Central Limit Theorem
Pick a distribution: * Uniform – platykurtic * Binomial – symmetric and mesokurtic * Exponential – highly skewed * Gamma (shape = 3) – skewed * T (df =3) – high kurtosis
Slide the sample size up and down, notice how the empirical distribution function and histogram coverge to the normal distribution function and density.
#| standalone: true
#| viewerHeight: 750
library(shiny)
nmax <- 1000
mmax <- 100
rdist <- list(Uniform=runif,
Binomial= function(n) rbinom(n,1,.5),
Exponential = rexp,
Gamma = function(n) rgamma(n,3),
"T" = function(n) rt(n,3))
ui <- fluidPage(
inputPanel(
selectInput("dist",label="Distribution Type",
choices=c("Uniform","Binomial","Exponential","Gamma","T"),
selected="Unifor"),
sliderInput("NN", label = "Number of Samples:",
min = 25, max=nmax, value=nmax, step=5),
sliderInput("MM",label="Size of each sample:", min=1, max=mmax,value=1,step=1)
),
mainPanel(
plotOutput("convplot")))
server <- function (input,output) {
XX <- reactive(matrix(do.call(rdist[[input$dist]],list(nmax*mmax)),nmax,mmax))

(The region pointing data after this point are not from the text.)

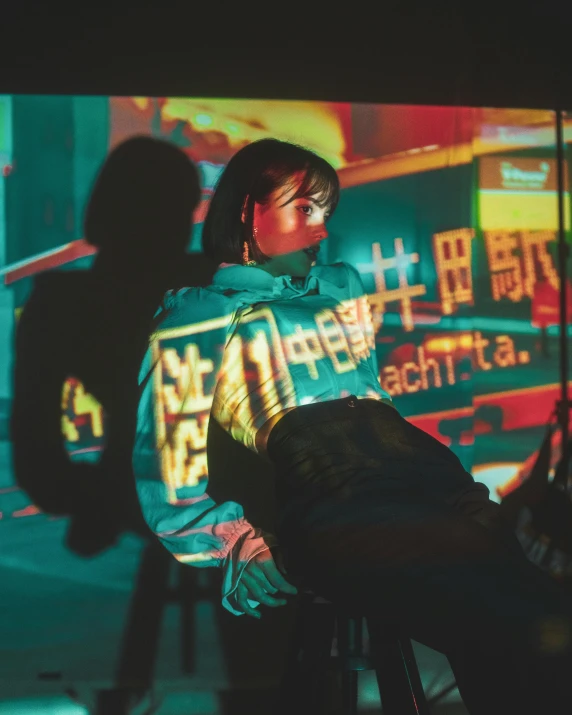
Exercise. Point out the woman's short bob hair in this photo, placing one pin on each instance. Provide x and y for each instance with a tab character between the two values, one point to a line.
251	175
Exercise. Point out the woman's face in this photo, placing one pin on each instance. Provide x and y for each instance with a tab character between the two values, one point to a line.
290	231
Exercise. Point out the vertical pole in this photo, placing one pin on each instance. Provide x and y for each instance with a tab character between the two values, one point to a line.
563	411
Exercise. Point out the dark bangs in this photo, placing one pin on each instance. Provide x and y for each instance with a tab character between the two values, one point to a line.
320	182
250	176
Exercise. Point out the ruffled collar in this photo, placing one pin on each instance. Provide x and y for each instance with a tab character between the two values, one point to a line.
256	281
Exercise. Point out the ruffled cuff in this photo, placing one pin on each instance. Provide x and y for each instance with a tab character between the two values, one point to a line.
248	545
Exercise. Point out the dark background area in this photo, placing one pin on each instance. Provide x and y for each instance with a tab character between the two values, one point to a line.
444	52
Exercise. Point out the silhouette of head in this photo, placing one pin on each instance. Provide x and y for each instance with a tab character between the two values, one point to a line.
142	203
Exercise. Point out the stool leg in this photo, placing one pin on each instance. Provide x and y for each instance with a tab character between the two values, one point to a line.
349	692
414	678
397	675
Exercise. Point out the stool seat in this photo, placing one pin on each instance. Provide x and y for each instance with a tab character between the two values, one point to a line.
327	637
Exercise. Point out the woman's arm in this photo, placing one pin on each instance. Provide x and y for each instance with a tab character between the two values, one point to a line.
169	466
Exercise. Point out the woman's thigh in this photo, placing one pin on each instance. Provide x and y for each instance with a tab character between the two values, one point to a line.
445	577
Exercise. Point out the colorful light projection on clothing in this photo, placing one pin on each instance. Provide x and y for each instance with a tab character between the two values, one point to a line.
253	383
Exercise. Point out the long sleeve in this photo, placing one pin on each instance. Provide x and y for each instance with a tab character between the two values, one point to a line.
169	462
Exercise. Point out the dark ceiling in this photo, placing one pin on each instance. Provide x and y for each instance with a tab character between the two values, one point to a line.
452	53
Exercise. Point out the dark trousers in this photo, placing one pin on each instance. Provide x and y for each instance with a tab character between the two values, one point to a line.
376	515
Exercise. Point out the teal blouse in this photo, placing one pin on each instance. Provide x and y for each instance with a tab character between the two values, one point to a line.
240	351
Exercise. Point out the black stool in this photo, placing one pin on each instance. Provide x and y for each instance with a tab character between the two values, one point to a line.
314	652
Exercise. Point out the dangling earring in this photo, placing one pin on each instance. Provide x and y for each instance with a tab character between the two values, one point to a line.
246	256
255	236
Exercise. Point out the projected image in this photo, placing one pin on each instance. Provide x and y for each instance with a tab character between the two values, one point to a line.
448	214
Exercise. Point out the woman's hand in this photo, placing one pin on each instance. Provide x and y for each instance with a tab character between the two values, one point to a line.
260	580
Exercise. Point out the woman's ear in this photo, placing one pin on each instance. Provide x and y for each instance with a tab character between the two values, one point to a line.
244	209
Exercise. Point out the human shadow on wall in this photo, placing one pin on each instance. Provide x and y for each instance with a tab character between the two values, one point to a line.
92	327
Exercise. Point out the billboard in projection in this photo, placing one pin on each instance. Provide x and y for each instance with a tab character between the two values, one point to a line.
449	214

output$convplot <- renderPlot({
layout(matrix(1:4,2,2))
X1 <- XX()[1:input$NN,1]
Xmean <- rowMeans(XX()[1:input$NN,1:input$MM,drop=FALSE])
hist(X1,main="Average of sample of size 1",probability=TRUE)
curve(dnorm(x,mean(X1),sd(X1)),add=TRUE,lty=2,col="red")
qqnorm(X1,main="Average of sample of size 1")
qqline(X1)
hist(Xmean,
main=paste("Average of sample of Size",input$MM),probability=TRUE)
curve(dnorm(x,mean(Xmean),sd(Xmean)),add=TRUE,lty=2,col="red")
qqnorm(Xmean,main=paste("Average of sample of Size",input$MM))
qqline(Xmean)
})
}
shinyApp(ui=ui,server=server)
The left column shows the original distribution. (I call that the black hat in my CLT demo.)
The right column shows the distribution of means of size \(M\) (adjusted with the second slider). (This is the white hat distribuiton, and \(M\) is the number of cards averaged to get the white hat value.)
The top row shows histograms with a normal curve on top.
The bottom row shows a QQ-plot. This shows how much the sample is different from a normal distribution. A normal distribution should be right on top of the diagonal line.
A U-shaped curve indicates skewness (and an upside down U is negatively skewed). Try the exponential distribution.
An S-shaped curve indicates high kurtosis (a backwards S, low kurtosis) Try the Student-t and Uniform distributions.
As \(M\) (the number of cards averages to get to the white hat) gets bigger, the distribution should get closer and closer to the normal distribution.
Take home
Even if the underlying data aren’t normal, the distribution of the means of various groups should be close to normal.
Close depends on the sample size.
A bigger sample is needed if the data are highly skewed (expontential and gamma) or leptokurtic (exponential and Student t).